Hay de todos modos obstáculos electorales y partidarios difíciles de remover para que estas ideas se lleven exitosamente a la práctica. En primer lugar, es improbable que el candidato radical vaya a protagonizar una campaña competitiva y polarizante contra el kirchnerismo, por más ayuda que éste le preste. Alfonsín hijo ha sido muy eficaz para sacar del medio a otros posibles candidatos opositores, en esto se parece a la presidente, y le debe mucho a ella, pero no ha ganado mucho al hacerlo: llamativamente las encuestas le dan peor ahora, que no comparte cartel con Cobos, ni Sanz, ni siquiera con Macri, que cuando era menos conocido y éstos le hacían sombra. Sus dificultades para sumar a la vez el voto de centro-derecha y del peronismo disidente y el de centroizquierda antikirchnerista están a la vista: aun cuando finalmente logre la cuadratura del círculo, actúa con tanta culpa y confusión que probablemente buena parte de lo que intenta pescar lo perderá a manos de Carrió, Duhalde y otras fórmulas alternativas que puedan presentarse.

Por otro lado, es poco razonable esperar que el peronismo distrital y el sindicalismo se presten dócilmente al juego oficial. Máxime sabiendo lo que pueden perder, o lo que dejarían de ganar si no plantean una negociación mucho más exigente de las que hasta ahora han impuesto al kirchnerismo: ¿por qué habilitarían una reforma destinada a consolidar el poder central, sin exigir a cambio una redistribución federal de los recursos? ¿qué sentido tendría para ellos avalar nuevos avances sobre las empresas privadas, si siguen condenados a esperar la cuota que graciosamente el gobierno nacional decida asignarles de lo obtenido? Como ya dijimos, el abrupto giro adoptado por la presidente respecto a Moyano, que dejó en off side a los analistas e intelectuales kirchneristas, ha servido por ahora tan sólo para dejar a la luz lo muy poco que atiende a esos discursos el sindicalismo peronista, y lo característicamente clasemedieros que son tanto sus emisores como sus consumidores.

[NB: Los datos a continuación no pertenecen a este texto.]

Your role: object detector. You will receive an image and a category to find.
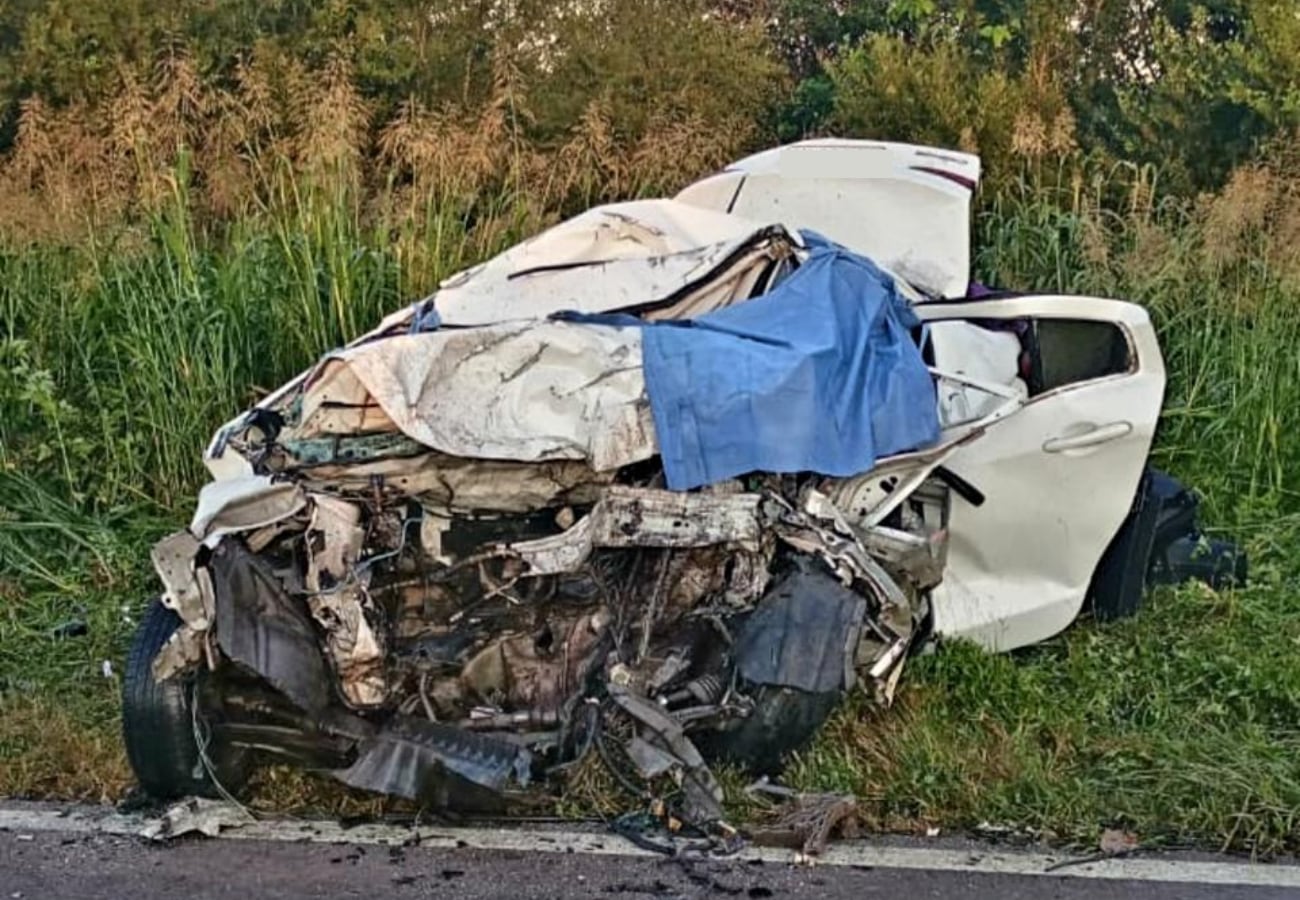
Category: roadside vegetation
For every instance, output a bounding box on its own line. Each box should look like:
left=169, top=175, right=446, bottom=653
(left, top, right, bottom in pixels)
left=0, top=0, right=1300, bottom=852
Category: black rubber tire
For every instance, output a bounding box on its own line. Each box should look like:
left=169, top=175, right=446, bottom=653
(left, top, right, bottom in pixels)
left=122, top=600, right=252, bottom=800
left=709, top=684, right=844, bottom=775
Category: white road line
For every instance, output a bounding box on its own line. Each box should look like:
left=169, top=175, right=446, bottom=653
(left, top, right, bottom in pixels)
left=0, top=809, right=1300, bottom=888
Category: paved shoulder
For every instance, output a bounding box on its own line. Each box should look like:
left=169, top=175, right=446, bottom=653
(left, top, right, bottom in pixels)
left=0, top=808, right=1300, bottom=900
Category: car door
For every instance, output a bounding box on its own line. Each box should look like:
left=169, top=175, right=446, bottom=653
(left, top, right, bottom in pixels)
left=917, top=295, right=1165, bottom=650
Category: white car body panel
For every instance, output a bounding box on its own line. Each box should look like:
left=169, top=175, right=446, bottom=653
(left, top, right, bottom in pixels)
left=433, top=199, right=798, bottom=326
left=676, top=138, right=980, bottom=297
left=918, top=297, right=1165, bottom=650
left=205, top=140, right=1165, bottom=650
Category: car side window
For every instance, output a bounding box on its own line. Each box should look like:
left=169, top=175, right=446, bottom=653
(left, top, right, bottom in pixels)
left=1026, top=319, right=1134, bottom=397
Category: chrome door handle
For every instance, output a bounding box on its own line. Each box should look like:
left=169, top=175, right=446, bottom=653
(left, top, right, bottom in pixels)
left=1043, top=421, right=1134, bottom=453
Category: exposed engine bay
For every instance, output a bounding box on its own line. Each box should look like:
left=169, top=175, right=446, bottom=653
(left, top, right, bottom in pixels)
left=155, top=442, right=945, bottom=822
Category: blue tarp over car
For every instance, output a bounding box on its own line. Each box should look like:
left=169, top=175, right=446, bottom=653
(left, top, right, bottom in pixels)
left=572, top=234, right=939, bottom=490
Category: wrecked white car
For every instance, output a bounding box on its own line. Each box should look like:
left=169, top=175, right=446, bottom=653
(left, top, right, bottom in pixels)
left=125, top=140, right=1244, bottom=822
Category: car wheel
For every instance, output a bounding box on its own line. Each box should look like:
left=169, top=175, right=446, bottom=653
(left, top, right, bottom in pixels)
left=122, top=600, right=252, bottom=800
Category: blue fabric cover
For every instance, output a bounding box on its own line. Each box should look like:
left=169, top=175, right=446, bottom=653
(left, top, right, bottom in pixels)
left=634, top=234, right=939, bottom=490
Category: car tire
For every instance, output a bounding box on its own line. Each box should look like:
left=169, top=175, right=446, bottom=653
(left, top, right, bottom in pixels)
left=122, top=600, right=252, bottom=800
left=710, top=684, right=844, bottom=775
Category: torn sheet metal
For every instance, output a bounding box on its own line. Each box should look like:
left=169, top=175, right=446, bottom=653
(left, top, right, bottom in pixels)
left=209, top=540, right=333, bottom=713
left=304, top=494, right=387, bottom=708
left=433, top=199, right=797, bottom=326
left=190, top=475, right=307, bottom=548
left=508, top=485, right=762, bottom=575
left=150, top=531, right=213, bottom=631
left=736, top=561, right=867, bottom=693
left=153, top=623, right=207, bottom=682
left=140, top=797, right=256, bottom=841
left=282, top=323, right=657, bottom=471
left=289, top=453, right=615, bottom=514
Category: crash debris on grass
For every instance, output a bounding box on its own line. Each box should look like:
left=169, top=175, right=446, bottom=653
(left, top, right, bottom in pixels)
left=125, top=142, right=1248, bottom=852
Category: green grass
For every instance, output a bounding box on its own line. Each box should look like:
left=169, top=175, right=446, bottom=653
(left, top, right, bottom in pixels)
left=0, top=169, right=1300, bottom=852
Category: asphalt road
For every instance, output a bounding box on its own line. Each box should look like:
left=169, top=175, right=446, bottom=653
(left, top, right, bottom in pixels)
left=0, top=831, right=1296, bottom=900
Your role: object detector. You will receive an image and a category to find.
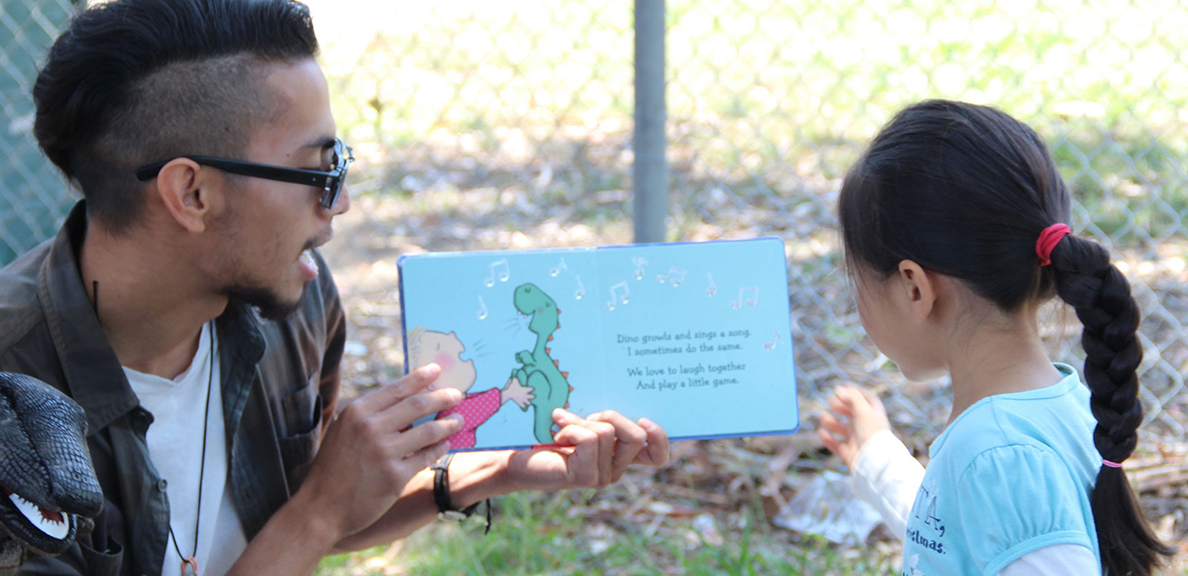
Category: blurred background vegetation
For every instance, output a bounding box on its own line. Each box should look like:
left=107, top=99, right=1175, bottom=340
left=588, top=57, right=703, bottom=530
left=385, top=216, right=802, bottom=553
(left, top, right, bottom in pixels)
left=0, top=0, right=1188, bottom=575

Por último, la experiencia regional indica que reformas como las que los kirchneristas imaginan para un eventual tercer mandato son posibles cuando el sistema institucional ha sufrido un quiebre y los partidos están muy debilitados o directamente disueltos, y cuando la situación macroeconómica permite al estado prácticas predatorias dirigidas a ampliar rápidamente sus recursos. Ese fue el caso en Venezuela, Bolivia y Ecuador. El problema para el kirchnerismo a este respecto podría resumirse a los siguientes términos: siguiendo la pauta que el agente Smith de Matrix atribuye abusivamente al conjunto del género humano, ha consumido ya casi todas las fuentes de renta disponibles, deteriorando en el ínterin las variables cambiarias, monetarias y comerciales, su partido goza de una salud demasiado robusta para que se deje pasar por encima, y la contraparte tal vez dispuesta a colaborar en cambio carece totalmente de ella.

Una versión reducida de este artículo fue publicada en el diario Perfil.